How Memories are Made

December 26, 2022

How Making Memory Works - Silent Synapses

Sitting down to a Holiday Dinner with your family? What a memorable event! Want to make sure you remember it? You need filopodia, or silent synapses. This MIT study has just unpacked a huge mystery, how we learn and keep those memories.

Your brain has some 600 trillion - 4 quadrillion synapses, links between neurons. Each neuron is like a computer chip, connected to some 3,500 -4,000 other neurons by long, slender wires called axons with a synaptic endplate. That synapse is where the electrical impulse that travels down the axon is converted into a chemical message through neurotransmitters that are secreted in little packets into the space between the two neurons called the synaptic cleft. We now know that plasmalogen lipids make up some 70% of the membranes of the synapse. Plasmalogen lipids are the only membrane lipids that can shape-shift, allowing the vesicles filled with neurotransmitter to merge with the endplate of the synapse and disgorge their contents into the synaptic cleft. That's how neurons work. Memories are composed of complex webs of neurons utilizing thousands of synapses between them.

This column reported earlier this year on a study from Yale where a novel imaging technique demonstrated that the density of synapses correlates with cognitive function. This validates Goodenowe's research that shows the loss of plasmalogens is predictive of cognitive decline and mortality. You lose plasmalogens, you lose synapses. Your brain shrinks. You lose memories. We call that Alzheimer's.

What's the reverse? How do we make memories? Ah! That's what this study showed. In mouse brains, using a novel method of examining one synapse at a time, the researchers at MIT were able to approximate that roughly a third of synapses (in mouse brains) are actually immature, "filopodia" that are not yet active. They are just out there, waiting to be activated. They already have NDMA receptors in them, but not AMPA receptors. For a synapse to work, it must have both. They start as tiny little branches called dendrites off of axons that are everywhere in the brain in great numbers, as much as 30% of the brain content. You don't want a mature synapse to be altered by new inputs because you want old memories to stay preserved. But you do want a new memory to make a link, and then to be reinforced and made more durable on exposures. That's exactly what this model allows. Very elegant.

www.What will Work for me. This study explains the means and methods of how memory can be built and maintained. The adage, "Learn something new every day" makes sense when you see it in the context of keeping your brain making new memories and reinforcing those immature, early links into more mature, secure links. And to do that, it has to have means and mechanisms for making those links.
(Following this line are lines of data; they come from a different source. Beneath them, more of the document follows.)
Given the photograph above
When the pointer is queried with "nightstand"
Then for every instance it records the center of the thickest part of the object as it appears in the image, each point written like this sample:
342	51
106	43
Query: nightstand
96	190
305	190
The primary building blocks are sufficient plasmalogens to build the membranes and sufficient methylation capacity to manufacture neurotransmitters and pump them down axons. That's B12, B6, and folate. The Bs. And finally, you need choline, choline, choline. Eggs and liver. And then you have to have the willingness to expose yourself to the new event. Push yourself to do something new. It's the number one attribute of "super-agers".

References: Nature, MIT News, Yale News, CNBC,

Pop Quiz

1. What is a synapse?                          Answer: The link between two nerve cells.

2. How many do you have?                      Answer: Between 0.6-4.0 quadrillion. Lots

3. What are synapses composed of?                     Answer: Their walls of made of plasmalogen lipids and inside they have packets (vesicles) of neurotransmitter.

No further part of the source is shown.